1. ¹Department of Clinical Oncology, The University of Hong Kong, Pokfulam, Hong Kong, China
2. ²State Key Laboratory of Oncology in Southern China, Cancer Center, Guangzhou, China
3. ³Department of Biology and Chemistry, The City University of Hong Kong, Hong Kong, China
4. ⁴Eastern Hepatobiliary Surgery Hospital, The Second Military Medical University, Shanghai, China
5. ⁵Department of Pathology, Sun Yat-sen University, Guangzhou, China
6. ⁶Department of Medicine, The University of Hong Kong, Pokfulam, Hong Kong, China

Correspondence: Dr X-Y Guan, Department of Clinical Oncology, The University of Hong Kong, Room 109, Estate Building, 10 Sassoon Road, Pokfulam, Hong Kong, China.
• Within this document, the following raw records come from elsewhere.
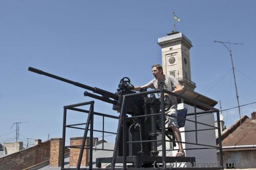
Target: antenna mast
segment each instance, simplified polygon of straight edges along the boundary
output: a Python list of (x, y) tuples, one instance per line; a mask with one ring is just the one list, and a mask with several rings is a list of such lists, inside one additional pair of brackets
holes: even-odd
[(28, 122), (16, 122), (15, 123), (14, 123), (12, 125), (12, 127), (11, 127), (11, 129), (12, 129), (13, 125), (16, 124), (16, 137), (15, 137), (15, 138), (16, 138), (16, 143), (18, 141), (18, 137), (19, 136), (19, 124), (24, 124), (24, 123), (28, 123)]
[(237, 86), (237, 82), (236, 81), (236, 76), (234, 75), (234, 64), (233, 63), (233, 58), (232, 58), (232, 51), (231, 50), (231, 48), (229, 48), (227, 45), (226, 45), (225, 44), (236, 44), (236, 45), (243, 45), (244, 44), (240, 43), (232, 43), (232, 42), (223, 42), (223, 41), (214, 41), (214, 42), (219, 42), (219, 43), (221, 43), (222, 44), (223, 44), (226, 48), (228, 50), (229, 52), (229, 54), (230, 56), (230, 58), (231, 58), (231, 62), (232, 64), (232, 69), (233, 70), (233, 76), (234, 77), (234, 86), (236, 87), (236, 94), (237, 95), (237, 100), (238, 101), (238, 111), (239, 112), (239, 117), (240, 119), (240, 127), (242, 128), (242, 122), (241, 122), (241, 112), (240, 112), (240, 105), (239, 104), (239, 96), (238, 96), (238, 87)]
E-mail: xyguan@hkucc.hku.hk

Received 28 June 2005; Revised 10 August 2005; Accepted 25 August 2005; Published online 17 October 2005.

Abstract

To identify genes associated with tumor metastasis in hepatocellular carcinoma (HCC), gene expression profiles between a pair of primary HCC (H2-P) and their matched metastatic HCC (H2-M) were compared. Overexpression of clusterin (CLU) was found in H2-M cells. To determine the roles CLU played in HCC metastasis, CLU was transfected into H2-P cells. Overexpression of CLU in H2-P cells increased cell migration by twofold in vitro and formation of metastatic tumor nodules in liver by eightfold in vivo. To evaluate the correlation of CLU expression with HCC metastasis, the expression levels of CLU in HCCs were investigated using a tissue microarray (TMA) containing 104 pairs of primary HCCs and their matched metastases. The frequency of CLU overexpression increased significantly in metastatic HCCs (59.1%) compared with that in primary tumors (32.6%, P<0.001). To gain additional insight into the function of CLU, the expression profile of H2P-CLU was compared with vector-transfected H2-P cells by cDNA microarray. A total of 35 upregulated and 14 downregulated genes were detected in H2P-CLU. One of the upregulated genes known as YKL-40, which is implicated in matrix-remodeling and metastasis, was further studied using TMA. A significant correlation (P<0.001) between the expression levels of YKL-40 and CLU was observed, implying that the CLU-YKL-40 pathway may play an important role in HCC metastasis.